- AREA OF RESEARCH Metabolic phenotyping, Precision medicine, Phenoconversion, Biomarker discovery
- TECHNOLOGY UTILISED Nuclear Magnetic Resonance Spectroscopy, Mass Spectrometry
- LEAD RESEARCHER Professor Jeremy Nicholson
Application of a targeted method for amino acid analysis to SARS-CoV2:
The Australian National Phenome Centre is constantly advancing the technology platforms used in metabolic phenotyping with the development of high-throughput and robust methods for the accurate measurement of metabolites associated with disease. A key platform in the laboratory is mass spectrometry (MS). As metabolic phenotyping evolves there becomes an increasing demand for applying the approach to ever increasing sample numbers in clinical and epidemiology studies.

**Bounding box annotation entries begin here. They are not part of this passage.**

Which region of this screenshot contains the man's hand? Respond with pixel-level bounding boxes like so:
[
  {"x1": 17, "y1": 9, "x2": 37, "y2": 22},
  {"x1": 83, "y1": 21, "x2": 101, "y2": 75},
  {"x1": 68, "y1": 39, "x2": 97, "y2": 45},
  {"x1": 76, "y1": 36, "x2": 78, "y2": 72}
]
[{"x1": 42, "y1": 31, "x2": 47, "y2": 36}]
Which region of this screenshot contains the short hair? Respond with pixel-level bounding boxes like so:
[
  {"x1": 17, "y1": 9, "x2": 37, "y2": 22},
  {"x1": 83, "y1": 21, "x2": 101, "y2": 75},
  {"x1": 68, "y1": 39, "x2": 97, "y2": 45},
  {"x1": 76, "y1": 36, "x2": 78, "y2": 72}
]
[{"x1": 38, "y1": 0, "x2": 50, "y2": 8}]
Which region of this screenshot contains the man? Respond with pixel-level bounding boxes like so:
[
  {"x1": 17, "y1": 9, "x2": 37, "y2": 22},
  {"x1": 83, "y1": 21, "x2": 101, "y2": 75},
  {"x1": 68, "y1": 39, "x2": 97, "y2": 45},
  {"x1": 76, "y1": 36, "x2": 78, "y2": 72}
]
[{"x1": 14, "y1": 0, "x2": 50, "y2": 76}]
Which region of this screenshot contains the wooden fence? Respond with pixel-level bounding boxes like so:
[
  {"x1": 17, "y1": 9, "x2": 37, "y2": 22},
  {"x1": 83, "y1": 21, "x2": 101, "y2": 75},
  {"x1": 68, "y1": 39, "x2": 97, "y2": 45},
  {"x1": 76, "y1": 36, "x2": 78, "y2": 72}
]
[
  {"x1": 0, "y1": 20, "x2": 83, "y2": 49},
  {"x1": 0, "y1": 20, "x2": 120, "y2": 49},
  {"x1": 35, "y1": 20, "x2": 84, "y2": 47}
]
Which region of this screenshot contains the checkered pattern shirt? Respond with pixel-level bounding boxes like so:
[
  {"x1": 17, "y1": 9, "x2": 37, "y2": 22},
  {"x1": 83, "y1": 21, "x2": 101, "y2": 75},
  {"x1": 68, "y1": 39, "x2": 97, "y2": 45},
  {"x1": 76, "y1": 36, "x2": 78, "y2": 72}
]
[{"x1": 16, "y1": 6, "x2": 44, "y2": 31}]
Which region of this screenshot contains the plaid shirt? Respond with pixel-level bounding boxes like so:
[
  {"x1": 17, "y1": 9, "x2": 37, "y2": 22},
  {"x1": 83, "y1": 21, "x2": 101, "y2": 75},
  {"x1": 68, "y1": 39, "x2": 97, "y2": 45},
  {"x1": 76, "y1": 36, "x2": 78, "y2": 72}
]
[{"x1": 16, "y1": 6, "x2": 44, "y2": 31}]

An important technique in our portfolio is the ability to quantify the exact concentrations of known metabolites from key metabolic pathways linked to disease. This is commonly referred to as targeted or quantitative metabolic phenotyping. Traditionally, quantitative assays have utilized a type of mass spectrometry called triple quadrupole (QQQ) or tandem mass spectrometry (MS-MS) based methods.
The drawback of such methods focused methods is the removal of the ability to perform hypothesis generating discovery metabolic phenotyping that is untargeted in its nature. However, at the ANPC we developed an integrated workflow that collects targeted data, resulting in the quantification of 34 amino acids, whilst simultaneously collecting full scan high-resolution accurate mass (HRAM) exploratory metabolic phenotyping. Using this HRAM-MS data, retrospective phenotypic data mining can now be performed, allowing widening the ability to detect novel biomarkers of disease.

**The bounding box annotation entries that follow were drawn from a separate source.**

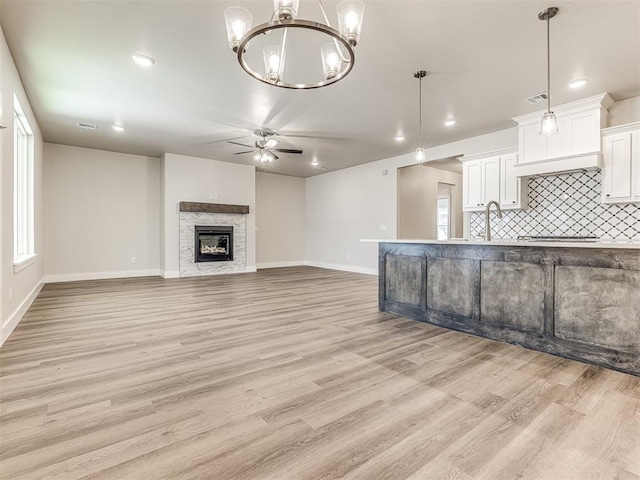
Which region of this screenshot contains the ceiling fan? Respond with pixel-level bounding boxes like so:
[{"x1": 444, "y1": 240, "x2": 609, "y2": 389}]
[{"x1": 228, "y1": 128, "x2": 302, "y2": 163}]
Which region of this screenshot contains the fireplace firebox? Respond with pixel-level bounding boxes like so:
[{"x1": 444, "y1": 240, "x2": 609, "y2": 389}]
[{"x1": 195, "y1": 226, "x2": 233, "y2": 262}]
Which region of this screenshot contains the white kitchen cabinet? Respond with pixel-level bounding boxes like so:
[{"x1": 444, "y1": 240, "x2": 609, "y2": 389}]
[
  {"x1": 513, "y1": 94, "x2": 613, "y2": 177},
  {"x1": 500, "y1": 152, "x2": 528, "y2": 209},
  {"x1": 602, "y1": 122, "x2": 640, "y2": 203},
  {"x1": 460, "y1": 148, "x2": 526, "y2": 212}
]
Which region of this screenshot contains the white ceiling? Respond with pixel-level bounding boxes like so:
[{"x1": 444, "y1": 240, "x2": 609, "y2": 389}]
[{"x1": 0, "y1": 0, "x2": 640, "y2": 177}]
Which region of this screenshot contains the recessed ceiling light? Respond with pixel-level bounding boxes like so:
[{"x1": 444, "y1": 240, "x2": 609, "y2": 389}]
[
  {"x1": 131, "y1": 53, "x2": 156, "y2": 67},
  {"x1": 568, "y1": 78, "x2": 589, "y2": 88}
]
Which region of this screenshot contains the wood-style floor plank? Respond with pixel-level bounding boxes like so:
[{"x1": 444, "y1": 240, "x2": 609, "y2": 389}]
[{"x1": 0, "y1": 267, "x2": 640, "y2": 480}]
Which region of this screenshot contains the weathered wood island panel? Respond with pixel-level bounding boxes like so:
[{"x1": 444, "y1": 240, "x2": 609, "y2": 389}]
[{"x1": 379, "y1": 241, "x2": 640, "y2": 376}]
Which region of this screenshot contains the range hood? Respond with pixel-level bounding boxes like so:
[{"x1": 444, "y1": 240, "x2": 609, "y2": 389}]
[
  {"x1": 513, "y1": 93, "x2": 614, "y2": 177},
  {"x1": 514, "y1": 152, "x2": 602, "y2": 177}
]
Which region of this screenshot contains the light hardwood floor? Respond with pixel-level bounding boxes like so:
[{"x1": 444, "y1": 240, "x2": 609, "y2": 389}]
[{"x1": 0, "y1": 267, "x2": 640, "y2": 480}]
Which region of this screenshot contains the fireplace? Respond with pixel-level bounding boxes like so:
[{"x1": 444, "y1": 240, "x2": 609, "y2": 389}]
[{"x1": 195, "y1": 225, "x2": 233, "y2": 262}]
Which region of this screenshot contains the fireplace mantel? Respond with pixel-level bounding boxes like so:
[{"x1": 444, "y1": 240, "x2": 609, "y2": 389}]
[{"x1": 180, "y1": 202, "x2": 249, "y2": 215}]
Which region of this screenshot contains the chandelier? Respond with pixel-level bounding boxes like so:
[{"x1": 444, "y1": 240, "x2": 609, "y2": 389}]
[{"x1": 224, "y1": 0, "x2": 364, "y2": 89}]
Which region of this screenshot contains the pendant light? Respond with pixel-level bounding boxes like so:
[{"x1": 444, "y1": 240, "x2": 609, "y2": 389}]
[
  {"x1": 413, "y1": 70, "x2": 427, "y2": 164},
  {"x1": 538, "y1": 7, "x2": 558, "y2": 136}
]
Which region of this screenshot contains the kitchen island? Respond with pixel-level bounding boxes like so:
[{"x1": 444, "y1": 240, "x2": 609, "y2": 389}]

The approach was evaluated using a variety of detector platforms in house at the ANPC including a Waters TQ-XS (QQQ) and Bruker Impact II QToF (HRAMS-MS) and three human biofluids (plasma, serum and urine). Intra- and inter-day accuracy and precision were comparable between the QQQ and QToF instruments (<15%), with excellent linearity (R2 > 0.99) over the quantification range of 1–400 μmol L−1.
Importantly, at the ANPC we strive to ensure all of our assays are performing to expectation. One such way to evaluate performance is to run against external reference standards. In this instance we performed the assay on NIST1950 – a pool of plasma that has been well characterised and comes with certified reference concentrations. Our measurements were in agreement with the certified values.
The assay has now been applied to projects throughout the ANPC including COVID-19 and studies collaborating with an intensive care unit and a paediatric burns clinics.